Todo fue sin palabras, con el movimiento de las hojas, que Ida, de forma prodigiosa, llegó a entender. Y la respuesta de las flores fue saltar del lecho, muy animadas.
Un viejo deshollinador de porcelana, que por una desgraciada caída perdió el labio inferior, se puso en pie e hizo una graciosa reverencia a las flores.
De pronto, algo inesperado cayó entre las bailarinas. Se trataba de un viejo látigo.
Un muñequito que llevaba en la cabeza un sombrero de papel se montó en el látigo y terminaron bailando una movida mazurca entre los aplausos de las flores. La pequeña Ida oyó gritar al muñeco:
—¡Qué manera de mentir a la criatura! ¡Vaya tonterías!

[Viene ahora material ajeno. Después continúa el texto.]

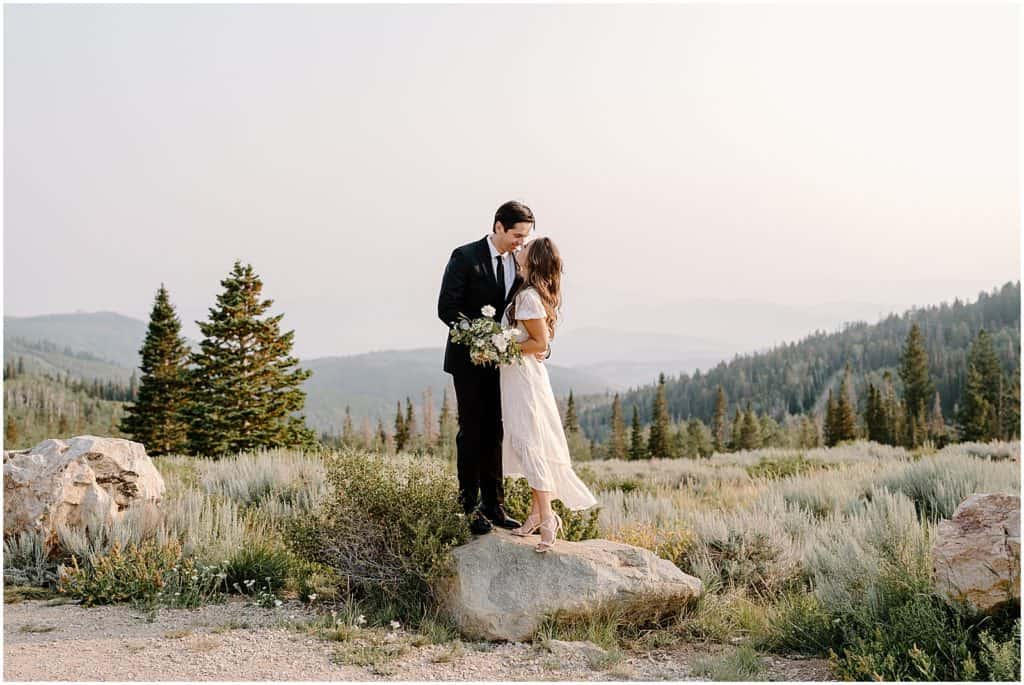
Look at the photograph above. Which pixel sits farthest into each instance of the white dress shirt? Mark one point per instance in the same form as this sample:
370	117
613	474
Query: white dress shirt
508	259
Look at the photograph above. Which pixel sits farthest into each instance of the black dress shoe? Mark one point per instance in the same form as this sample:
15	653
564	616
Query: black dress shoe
500	518
478	523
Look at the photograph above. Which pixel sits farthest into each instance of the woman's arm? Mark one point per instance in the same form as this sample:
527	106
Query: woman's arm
539	338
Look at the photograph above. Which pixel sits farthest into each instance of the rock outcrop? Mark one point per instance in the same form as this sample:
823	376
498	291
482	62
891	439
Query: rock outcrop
503	590
83	481
977	557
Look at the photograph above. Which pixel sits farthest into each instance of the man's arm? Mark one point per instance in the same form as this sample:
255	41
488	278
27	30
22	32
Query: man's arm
453	294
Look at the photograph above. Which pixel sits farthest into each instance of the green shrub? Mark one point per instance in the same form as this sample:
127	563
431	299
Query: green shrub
27	561
577	524
148	573
386	527
268	565
785	467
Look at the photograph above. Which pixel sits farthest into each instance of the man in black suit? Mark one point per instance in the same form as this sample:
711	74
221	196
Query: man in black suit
480	273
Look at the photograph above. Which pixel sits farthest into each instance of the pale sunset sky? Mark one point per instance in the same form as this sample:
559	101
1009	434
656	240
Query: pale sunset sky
854	160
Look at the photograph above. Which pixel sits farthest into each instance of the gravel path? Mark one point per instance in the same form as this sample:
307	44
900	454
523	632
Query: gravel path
239	641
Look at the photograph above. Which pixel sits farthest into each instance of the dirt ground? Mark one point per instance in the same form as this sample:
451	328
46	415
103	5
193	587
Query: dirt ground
239	641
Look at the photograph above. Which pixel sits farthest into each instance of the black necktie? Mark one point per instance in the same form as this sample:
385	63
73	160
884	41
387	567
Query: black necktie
501	273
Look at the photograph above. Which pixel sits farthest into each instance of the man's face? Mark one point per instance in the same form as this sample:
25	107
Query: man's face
512	239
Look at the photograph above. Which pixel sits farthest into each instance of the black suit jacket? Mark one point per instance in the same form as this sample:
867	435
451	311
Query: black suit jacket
468	286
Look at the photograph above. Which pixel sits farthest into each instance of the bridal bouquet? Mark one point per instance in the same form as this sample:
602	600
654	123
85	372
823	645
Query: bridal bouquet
488	342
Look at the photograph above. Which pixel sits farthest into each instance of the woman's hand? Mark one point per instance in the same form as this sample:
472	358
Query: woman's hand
539	338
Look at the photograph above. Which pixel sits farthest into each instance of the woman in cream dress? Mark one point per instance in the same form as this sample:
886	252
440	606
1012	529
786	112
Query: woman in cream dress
534	445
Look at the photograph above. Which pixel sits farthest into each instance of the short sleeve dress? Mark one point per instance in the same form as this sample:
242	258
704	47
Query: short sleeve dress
534	445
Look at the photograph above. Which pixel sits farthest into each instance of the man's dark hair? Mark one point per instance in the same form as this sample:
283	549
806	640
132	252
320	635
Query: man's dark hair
512	213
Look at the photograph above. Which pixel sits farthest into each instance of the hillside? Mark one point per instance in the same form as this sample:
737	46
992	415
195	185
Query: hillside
795	378
371	384
38	408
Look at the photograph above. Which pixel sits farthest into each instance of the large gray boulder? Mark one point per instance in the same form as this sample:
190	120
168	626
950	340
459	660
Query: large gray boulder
977	556
83	481
502	589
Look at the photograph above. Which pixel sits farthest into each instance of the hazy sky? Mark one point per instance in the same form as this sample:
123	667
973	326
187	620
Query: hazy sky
792	155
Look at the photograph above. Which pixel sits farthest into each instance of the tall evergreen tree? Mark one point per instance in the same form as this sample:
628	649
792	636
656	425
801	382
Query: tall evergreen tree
982	394
918	387
617	444
246	384
400	428
718	423
428	417
571	421
735	435
750	430
658	442
158	419
348	429
832	413
698	438
637	447
846	412
410	421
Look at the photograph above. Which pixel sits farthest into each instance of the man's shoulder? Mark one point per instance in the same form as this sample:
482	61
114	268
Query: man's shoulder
469	249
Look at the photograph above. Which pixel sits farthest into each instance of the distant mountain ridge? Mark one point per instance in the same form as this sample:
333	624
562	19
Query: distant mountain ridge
795	378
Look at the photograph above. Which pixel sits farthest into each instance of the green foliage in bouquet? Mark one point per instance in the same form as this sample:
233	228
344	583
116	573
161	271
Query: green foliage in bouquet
489	343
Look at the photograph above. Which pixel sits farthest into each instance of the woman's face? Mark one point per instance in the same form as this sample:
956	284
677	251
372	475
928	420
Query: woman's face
520	258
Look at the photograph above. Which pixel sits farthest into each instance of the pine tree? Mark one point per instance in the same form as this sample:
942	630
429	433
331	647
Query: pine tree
982	393
158	419
617	442
428	417
750	430
246	384
918	387
637	447
735	436
832	429
936	424
698	437
347	429
10	434
846	413
448	427
410	423
571	421
658	444
718	423
400	429
1012	407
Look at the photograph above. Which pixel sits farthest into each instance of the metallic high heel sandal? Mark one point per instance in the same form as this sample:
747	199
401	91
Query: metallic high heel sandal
544	546
526	528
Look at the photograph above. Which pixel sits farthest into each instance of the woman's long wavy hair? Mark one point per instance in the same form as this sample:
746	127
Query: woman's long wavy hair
545	275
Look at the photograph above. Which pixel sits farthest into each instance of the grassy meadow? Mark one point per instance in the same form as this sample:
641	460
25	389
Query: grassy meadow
821	552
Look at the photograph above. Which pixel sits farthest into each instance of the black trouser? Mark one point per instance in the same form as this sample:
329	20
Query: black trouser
479	439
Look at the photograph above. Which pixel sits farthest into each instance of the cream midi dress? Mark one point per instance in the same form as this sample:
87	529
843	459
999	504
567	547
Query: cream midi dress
534	445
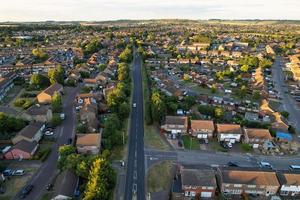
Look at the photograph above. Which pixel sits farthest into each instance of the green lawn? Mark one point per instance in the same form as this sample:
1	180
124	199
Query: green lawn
16	183
190	143
159	177
153	138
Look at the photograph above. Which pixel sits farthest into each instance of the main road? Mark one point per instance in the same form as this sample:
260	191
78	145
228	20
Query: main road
135	176
289	104
65	131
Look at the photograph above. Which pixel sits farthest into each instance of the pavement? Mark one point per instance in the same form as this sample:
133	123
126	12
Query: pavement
135	175
216	159
288	103
66	130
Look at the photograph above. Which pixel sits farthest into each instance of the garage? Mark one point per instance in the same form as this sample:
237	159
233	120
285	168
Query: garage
206	194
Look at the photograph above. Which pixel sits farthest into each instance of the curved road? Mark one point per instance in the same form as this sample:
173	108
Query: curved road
63	132
135	176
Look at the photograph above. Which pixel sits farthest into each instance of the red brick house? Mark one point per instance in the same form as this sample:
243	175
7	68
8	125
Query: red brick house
22	150
194	184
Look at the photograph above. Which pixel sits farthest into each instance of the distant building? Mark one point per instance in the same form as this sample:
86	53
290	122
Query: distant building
46	95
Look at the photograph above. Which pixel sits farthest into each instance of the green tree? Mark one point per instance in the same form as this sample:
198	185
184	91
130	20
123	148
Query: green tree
56	75
219	113
56	103
244	68
39	81
100	181
64	152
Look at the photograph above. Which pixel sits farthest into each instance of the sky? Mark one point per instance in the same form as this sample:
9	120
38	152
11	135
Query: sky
99	10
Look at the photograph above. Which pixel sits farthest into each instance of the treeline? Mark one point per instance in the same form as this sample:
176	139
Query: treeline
10	125
118	102
96	171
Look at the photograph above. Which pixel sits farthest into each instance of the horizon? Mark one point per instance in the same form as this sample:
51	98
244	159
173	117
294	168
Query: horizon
105	10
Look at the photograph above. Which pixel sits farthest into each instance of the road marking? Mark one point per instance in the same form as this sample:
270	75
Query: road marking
135	174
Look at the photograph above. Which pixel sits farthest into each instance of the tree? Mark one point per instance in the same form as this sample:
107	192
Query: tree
56	75
256	94
158	106
64	152
244	68
100	181
186	77
219	113
39	81
40	55
56	103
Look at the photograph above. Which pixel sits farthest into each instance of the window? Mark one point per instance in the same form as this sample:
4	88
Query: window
237	185
284	193
193	194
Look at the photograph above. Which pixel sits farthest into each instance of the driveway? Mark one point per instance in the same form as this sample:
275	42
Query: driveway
288	103
66	130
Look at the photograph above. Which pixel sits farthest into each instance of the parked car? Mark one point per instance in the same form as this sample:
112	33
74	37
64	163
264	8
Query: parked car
18	172
265	165
232	164
49	133
7	172
26	190
49	187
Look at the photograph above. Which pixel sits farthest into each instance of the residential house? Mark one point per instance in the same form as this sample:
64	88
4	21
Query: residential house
88	143
6	83
30	133
40	113
238	182
89	114
46	96
22	150
290	184
93	83
198	183
175	125
65	186
256	136
229	132
202	129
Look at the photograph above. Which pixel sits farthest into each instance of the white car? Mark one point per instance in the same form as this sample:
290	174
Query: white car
48	133
18	172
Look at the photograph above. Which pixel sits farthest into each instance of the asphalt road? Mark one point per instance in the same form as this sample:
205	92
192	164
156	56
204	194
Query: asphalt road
65	131
289	104
218	158
135	176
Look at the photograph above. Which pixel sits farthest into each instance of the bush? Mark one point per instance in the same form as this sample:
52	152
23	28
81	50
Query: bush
246	147
56	120
285	114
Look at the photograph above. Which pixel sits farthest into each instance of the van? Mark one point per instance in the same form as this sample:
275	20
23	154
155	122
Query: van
294	168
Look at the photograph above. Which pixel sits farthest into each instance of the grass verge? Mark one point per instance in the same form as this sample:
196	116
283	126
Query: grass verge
190	143
159	176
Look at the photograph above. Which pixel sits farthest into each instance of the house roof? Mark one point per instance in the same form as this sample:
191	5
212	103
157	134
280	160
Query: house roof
284	136
258	133
179	120
198	177
92	139
25	146
30	130
53	88
202	124
66	184
249	177
287	178
229	128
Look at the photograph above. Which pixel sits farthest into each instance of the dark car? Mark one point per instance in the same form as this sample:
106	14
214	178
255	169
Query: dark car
49	187
69	141
26	191
233	164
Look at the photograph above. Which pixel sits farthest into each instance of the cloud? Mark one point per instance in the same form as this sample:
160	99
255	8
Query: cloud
37	10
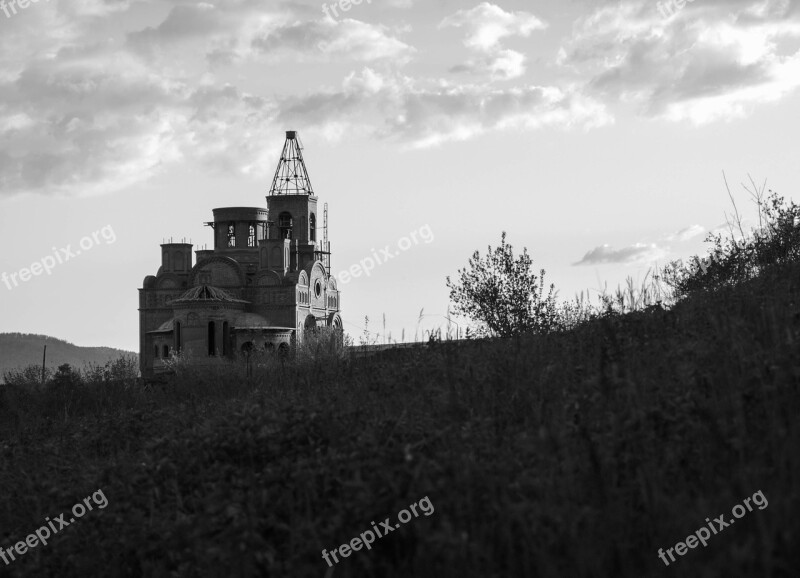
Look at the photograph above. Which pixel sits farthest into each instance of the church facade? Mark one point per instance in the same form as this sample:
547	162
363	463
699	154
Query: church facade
264	285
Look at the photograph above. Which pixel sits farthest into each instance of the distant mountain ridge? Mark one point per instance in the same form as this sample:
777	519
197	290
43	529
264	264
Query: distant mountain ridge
18	350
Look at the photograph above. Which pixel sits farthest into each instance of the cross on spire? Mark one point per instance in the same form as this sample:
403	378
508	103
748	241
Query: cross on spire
291	176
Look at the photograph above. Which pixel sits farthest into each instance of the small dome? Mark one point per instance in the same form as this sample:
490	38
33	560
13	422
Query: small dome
204	293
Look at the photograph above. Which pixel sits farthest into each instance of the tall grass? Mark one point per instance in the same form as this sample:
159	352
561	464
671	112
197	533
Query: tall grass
577	454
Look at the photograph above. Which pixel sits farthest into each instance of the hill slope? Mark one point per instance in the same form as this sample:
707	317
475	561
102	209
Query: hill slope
580	454
23	349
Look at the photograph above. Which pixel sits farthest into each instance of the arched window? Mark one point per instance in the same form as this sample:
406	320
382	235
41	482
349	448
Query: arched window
226	338
285	225
212	339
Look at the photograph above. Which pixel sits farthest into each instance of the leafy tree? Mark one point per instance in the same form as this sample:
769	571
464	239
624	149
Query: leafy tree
731	260
30	376
503	294
66	378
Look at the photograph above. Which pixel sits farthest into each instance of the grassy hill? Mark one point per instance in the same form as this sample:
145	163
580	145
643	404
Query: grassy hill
19	350
580	454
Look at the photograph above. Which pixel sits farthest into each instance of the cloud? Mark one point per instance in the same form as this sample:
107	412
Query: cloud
485	26
710	61
687	233
605	254
423	114
231	33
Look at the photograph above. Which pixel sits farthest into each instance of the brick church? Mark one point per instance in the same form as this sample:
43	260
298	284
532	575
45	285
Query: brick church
266	282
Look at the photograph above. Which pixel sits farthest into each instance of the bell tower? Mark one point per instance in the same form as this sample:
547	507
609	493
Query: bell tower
293	211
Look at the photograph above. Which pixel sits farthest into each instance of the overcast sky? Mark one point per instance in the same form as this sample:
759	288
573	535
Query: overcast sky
594	133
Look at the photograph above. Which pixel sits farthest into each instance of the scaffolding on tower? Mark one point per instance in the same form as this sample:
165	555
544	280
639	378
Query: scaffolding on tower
324	252
291	176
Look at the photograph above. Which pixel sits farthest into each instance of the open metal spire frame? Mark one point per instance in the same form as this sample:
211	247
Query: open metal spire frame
291	176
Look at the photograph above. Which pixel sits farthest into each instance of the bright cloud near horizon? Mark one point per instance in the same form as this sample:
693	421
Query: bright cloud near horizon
595	134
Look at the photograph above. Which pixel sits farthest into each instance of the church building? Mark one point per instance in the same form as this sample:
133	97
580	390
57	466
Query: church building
266	282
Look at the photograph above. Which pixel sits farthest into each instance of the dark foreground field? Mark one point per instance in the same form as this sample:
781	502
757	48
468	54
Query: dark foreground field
576	455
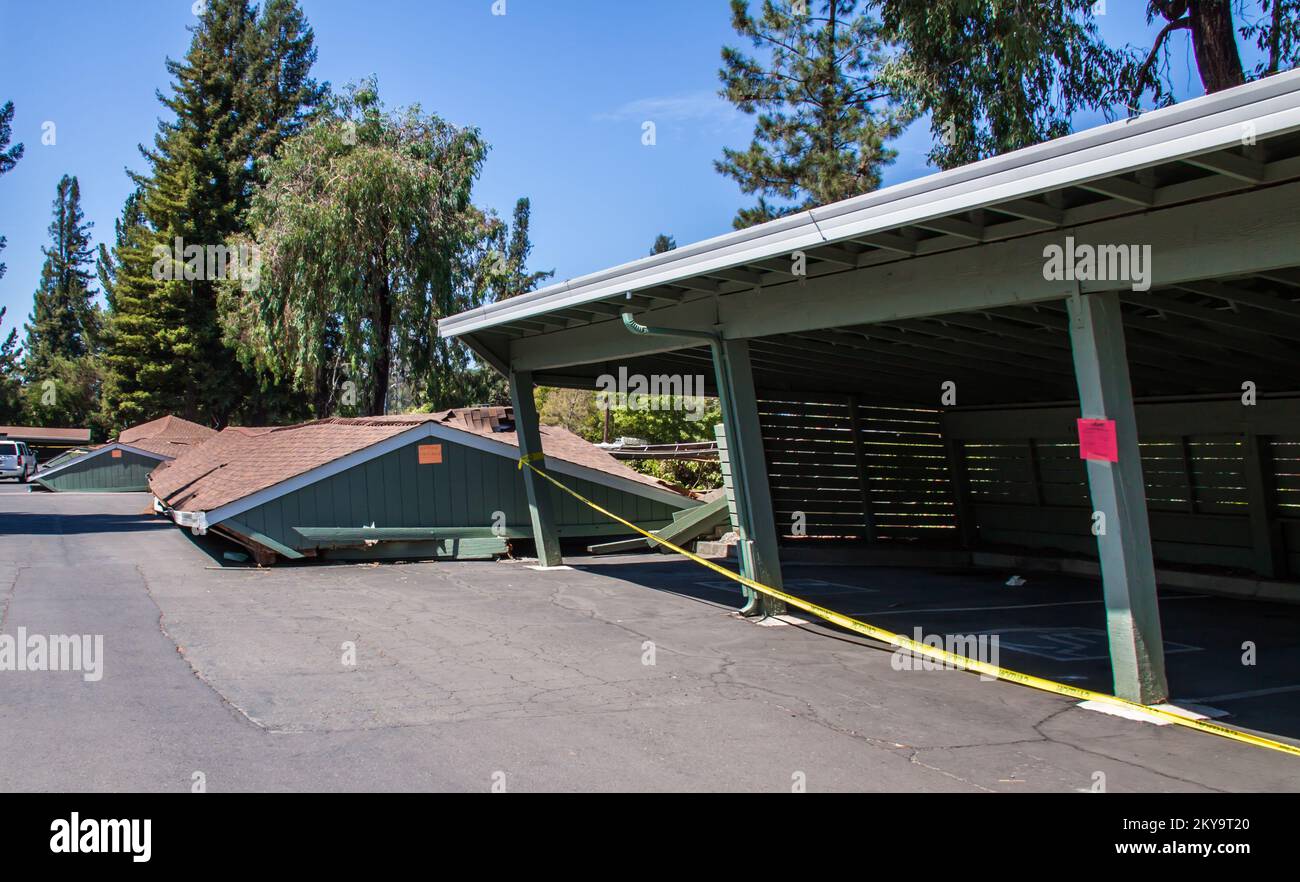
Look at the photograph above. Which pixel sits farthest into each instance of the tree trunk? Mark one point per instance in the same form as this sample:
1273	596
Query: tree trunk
1214	43
384	341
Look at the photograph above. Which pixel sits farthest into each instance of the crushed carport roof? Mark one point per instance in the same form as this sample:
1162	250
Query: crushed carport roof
169	436
239	462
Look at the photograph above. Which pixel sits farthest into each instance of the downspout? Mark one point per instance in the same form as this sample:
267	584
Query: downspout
715	345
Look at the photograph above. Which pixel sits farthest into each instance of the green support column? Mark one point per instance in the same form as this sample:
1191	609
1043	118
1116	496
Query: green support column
761	560
538	492
1119	492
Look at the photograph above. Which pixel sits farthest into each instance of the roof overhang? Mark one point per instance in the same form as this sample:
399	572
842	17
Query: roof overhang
1210	185
100	452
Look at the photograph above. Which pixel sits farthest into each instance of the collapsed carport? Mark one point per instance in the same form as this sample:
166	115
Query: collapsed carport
917	359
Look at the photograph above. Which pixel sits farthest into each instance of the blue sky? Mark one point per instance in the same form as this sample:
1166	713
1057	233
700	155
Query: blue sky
559	89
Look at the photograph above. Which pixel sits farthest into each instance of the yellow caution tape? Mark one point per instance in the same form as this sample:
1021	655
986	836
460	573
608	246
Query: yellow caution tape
954	660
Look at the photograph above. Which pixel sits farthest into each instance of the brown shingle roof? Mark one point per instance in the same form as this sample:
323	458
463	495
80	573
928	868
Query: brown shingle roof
169	436
239	462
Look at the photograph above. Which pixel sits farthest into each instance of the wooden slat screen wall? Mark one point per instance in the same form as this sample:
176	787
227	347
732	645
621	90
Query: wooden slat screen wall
888	481
1034	492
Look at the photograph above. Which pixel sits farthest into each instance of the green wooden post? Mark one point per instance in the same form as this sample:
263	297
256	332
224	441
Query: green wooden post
1119	493
958	475
749	472
859	458
1265	531
538	492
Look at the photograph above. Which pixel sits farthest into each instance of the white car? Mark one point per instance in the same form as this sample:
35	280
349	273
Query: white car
17	461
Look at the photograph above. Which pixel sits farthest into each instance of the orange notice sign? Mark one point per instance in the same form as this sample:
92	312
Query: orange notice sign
1097	440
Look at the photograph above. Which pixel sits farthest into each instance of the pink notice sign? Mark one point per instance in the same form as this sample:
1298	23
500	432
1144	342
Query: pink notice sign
1097	440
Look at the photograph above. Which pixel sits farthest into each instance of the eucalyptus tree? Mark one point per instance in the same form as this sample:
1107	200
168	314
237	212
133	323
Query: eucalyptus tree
365	236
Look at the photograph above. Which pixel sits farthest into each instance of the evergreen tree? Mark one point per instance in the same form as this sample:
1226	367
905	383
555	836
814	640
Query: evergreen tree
64	319
1001	74
663	243
9	156
514	276
242	89
141	379
11	381
11	371
60	363
823	116
371	237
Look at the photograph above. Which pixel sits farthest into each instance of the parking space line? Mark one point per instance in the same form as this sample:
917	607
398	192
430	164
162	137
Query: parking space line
1252	694
980	609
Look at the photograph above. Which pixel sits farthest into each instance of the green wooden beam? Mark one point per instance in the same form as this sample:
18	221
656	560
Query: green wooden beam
267	541
1119	493
749	471
538	491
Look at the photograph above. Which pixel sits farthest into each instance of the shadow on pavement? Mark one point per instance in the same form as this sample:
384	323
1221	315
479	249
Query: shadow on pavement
1052	626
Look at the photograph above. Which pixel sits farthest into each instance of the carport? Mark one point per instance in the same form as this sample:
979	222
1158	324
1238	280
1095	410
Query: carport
911	366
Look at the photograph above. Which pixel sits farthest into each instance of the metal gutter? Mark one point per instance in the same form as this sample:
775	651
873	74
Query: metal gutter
1199	126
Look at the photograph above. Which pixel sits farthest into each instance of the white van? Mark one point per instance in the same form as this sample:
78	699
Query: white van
17	461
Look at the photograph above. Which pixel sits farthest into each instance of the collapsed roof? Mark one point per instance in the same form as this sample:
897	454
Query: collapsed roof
246	466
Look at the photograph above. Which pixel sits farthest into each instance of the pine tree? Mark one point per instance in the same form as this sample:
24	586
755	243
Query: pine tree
823	117
141	379
241	90
64	320
663	243
60	363
11	368
9	156
515	277
1001	74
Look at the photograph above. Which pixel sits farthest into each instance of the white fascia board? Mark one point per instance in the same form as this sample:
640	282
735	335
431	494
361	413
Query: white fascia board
207	519
1199	126
100	452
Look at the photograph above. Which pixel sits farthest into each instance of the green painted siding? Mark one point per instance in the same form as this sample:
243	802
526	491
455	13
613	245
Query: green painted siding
464	491
103	474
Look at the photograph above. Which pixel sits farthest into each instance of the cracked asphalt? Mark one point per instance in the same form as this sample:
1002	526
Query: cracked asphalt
468	674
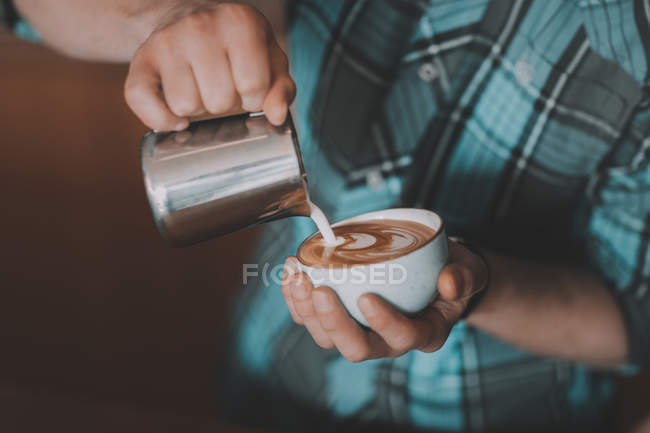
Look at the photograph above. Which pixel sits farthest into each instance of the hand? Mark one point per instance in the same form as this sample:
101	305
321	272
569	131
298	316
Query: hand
392	334
209	57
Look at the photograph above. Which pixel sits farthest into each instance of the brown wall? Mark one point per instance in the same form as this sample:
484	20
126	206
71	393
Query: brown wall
91	301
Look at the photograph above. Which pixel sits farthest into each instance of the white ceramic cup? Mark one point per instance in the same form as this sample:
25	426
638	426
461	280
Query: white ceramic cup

Las cintas de flores que adornaban el cuero crecieron hasta envolver al muñeco que amenazaba con perturbar la fiesta.
Unas atrevidas margaritas intervinieron en la danza mientras un lirio, de pie y con un bastón verde, se convertía en director de baile.
Pronto fue tan grande el alboroto que la pepona Sofía se despertó de su profundo sueño en el cajón.
¿Por qué no me avisaron de que había baile? ¡Esto no se hace con una amiga!
—respondió el deshollinador.
—¿Quieres ser mi pareja?
—¡Qué buen bailarín eres! —replicó ella, despectivamente, volviéndole la espalda.
El deshollinador, ofendido, se apartó de la muñeca. Y como ninguna flor quería bailar con él, porque era muy torpe, danzó solo.
Sofía, presa en su cajón, buscaba en vano quien le ayudara a bajar de allí. En vista de que nadie le hacía caso, dio un salto y... ¡plaf!, cayó al suelo.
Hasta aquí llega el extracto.